Hi,
This is the first of two series to introduce an on-disk alternative to the
reverse index which is currently generated once per-process and stored in
memory.
As a reminder, the reverse index is used to translate an object's position
relative to other objects within the same packfile to that object's position
relative to the pack's index.
Generating the reverse index in memory for repositories with large packs has two
significant drawbacks:
- It requires allocating sizeof(struct revindex_entry) per packed object.
- It requires us to sort the entries by their pack offset. This is implemented
in sort_revindex() using a radix sort, but still takes considerable time (as
benchmarks found in the second series demonstrate).
Both of these can be addressed by storing the reverse index in a new '.rev' file
alongside the packs. This file is written once (during pack creation), and does
not require sorting when accessed, since it is stored in a sorted order.
This series lays the groundwork necessary to introduce the file format (which is
implemented in the second series). I'm splitting these two up since I think the
changes in this series can be queued independently from those in the latter
series.
The goal of this series is to remove direct access of the `struct
revindex_entry` type, as well as `struct packed_git`'s `revindex` field.

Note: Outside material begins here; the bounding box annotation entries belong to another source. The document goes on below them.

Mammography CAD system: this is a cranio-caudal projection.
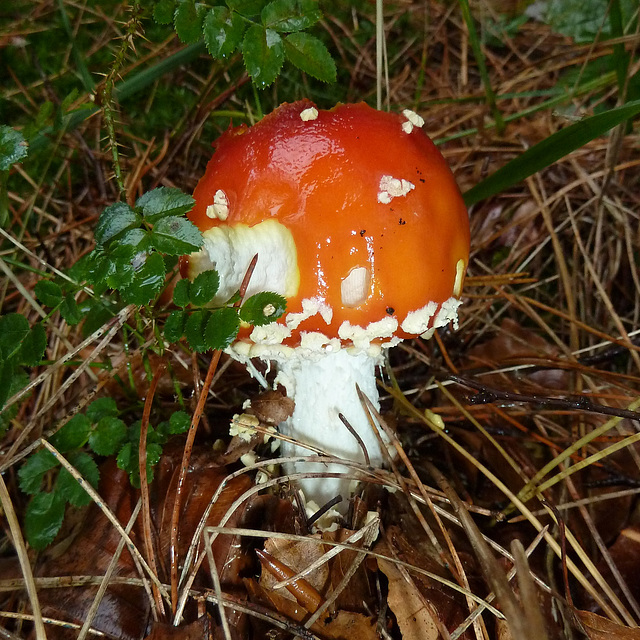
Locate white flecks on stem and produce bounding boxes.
[276,349,386,512]
[207,189,229,220]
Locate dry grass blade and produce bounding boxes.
[0,474,47,640]
[426,463,528,640]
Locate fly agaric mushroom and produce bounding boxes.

The
on-disk format will be mmap'd and accessed directly, but the format is
sufficiently different that the whole `revindex` array can't be written as-is.

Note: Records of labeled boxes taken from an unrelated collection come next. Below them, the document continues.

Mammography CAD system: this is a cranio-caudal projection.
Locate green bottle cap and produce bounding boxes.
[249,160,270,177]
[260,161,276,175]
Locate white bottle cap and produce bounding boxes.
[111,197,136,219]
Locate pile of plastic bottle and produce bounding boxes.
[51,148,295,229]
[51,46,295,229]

Separately from our main goal, the new API that is introduced in this series is
IMHO easier to read, and more clearly describes what order the given and
returned values are relative to.
The changes are structured as follows:
- First, a new API is proposed.
- Then, uses of the old API are removed one by one and replaced with their
new counterparts.
- Finally, without any callers remaining, the old API is removed.

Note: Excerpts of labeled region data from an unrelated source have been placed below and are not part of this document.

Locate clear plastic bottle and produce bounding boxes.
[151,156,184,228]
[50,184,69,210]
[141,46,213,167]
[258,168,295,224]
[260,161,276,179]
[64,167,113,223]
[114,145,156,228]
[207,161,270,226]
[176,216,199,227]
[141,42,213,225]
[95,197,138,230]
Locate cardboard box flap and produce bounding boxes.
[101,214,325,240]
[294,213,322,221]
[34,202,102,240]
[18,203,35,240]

Thanks in advance for your review.
Taylor Blau (20):
pack-revindex: introduce a new API
write_reuse_object(): convert to new revindex API
write_reused_pack_one(): convert to new revindex API
write_reused_pack_verbatim(): convert to new revindex API
check_object(): convert to new revindex API
bitmap_position_packfile(): convert to new revindex API
show_objects_for_type(): convert to new revindex API
get_size_by_pos(): convert to new revindex API
try_partial_reuse(): convert to new revindex API
rebuild_existing_bitmaps(): convert to new revindex API
get_delta_base_oid(): convert to new revindex API
retry_bad_packed_offset(): convert to new revindex API
packed_object_info(): convert to new revindex API
unpack_entry(): convert to new revindex API
for_each_object_in_pack(): convert to new revindex API
builtin/gc.c: guess the size of the revindex
pack-revindex: remove unused 'find_pack_revindex()'
pack-revindex: remove unused 'find_revindex_position()'
pack-revindex: hide the definition of 'revindex_entry'
pack-revindex.c: avoid direct revindex access in
'offset_to_pack_pos()'
builtin/gc.c | 2 +-
builtin/pack-objects.c | 33 +++++++++++++++++-----------
pack-bitmap.c | 44 ++++++++++++++++++-------------------
pack-revindex.c | 49 +++++++++++++++++++++++++++--------------
pack-revindex.h | 10 +++------
packfile.c | 50 ++++++++++++++++++++++++++----------------
6 files changed, 109 insertions(+), 79 deletions(-)
--
2.30.0.138.g6d7191ea01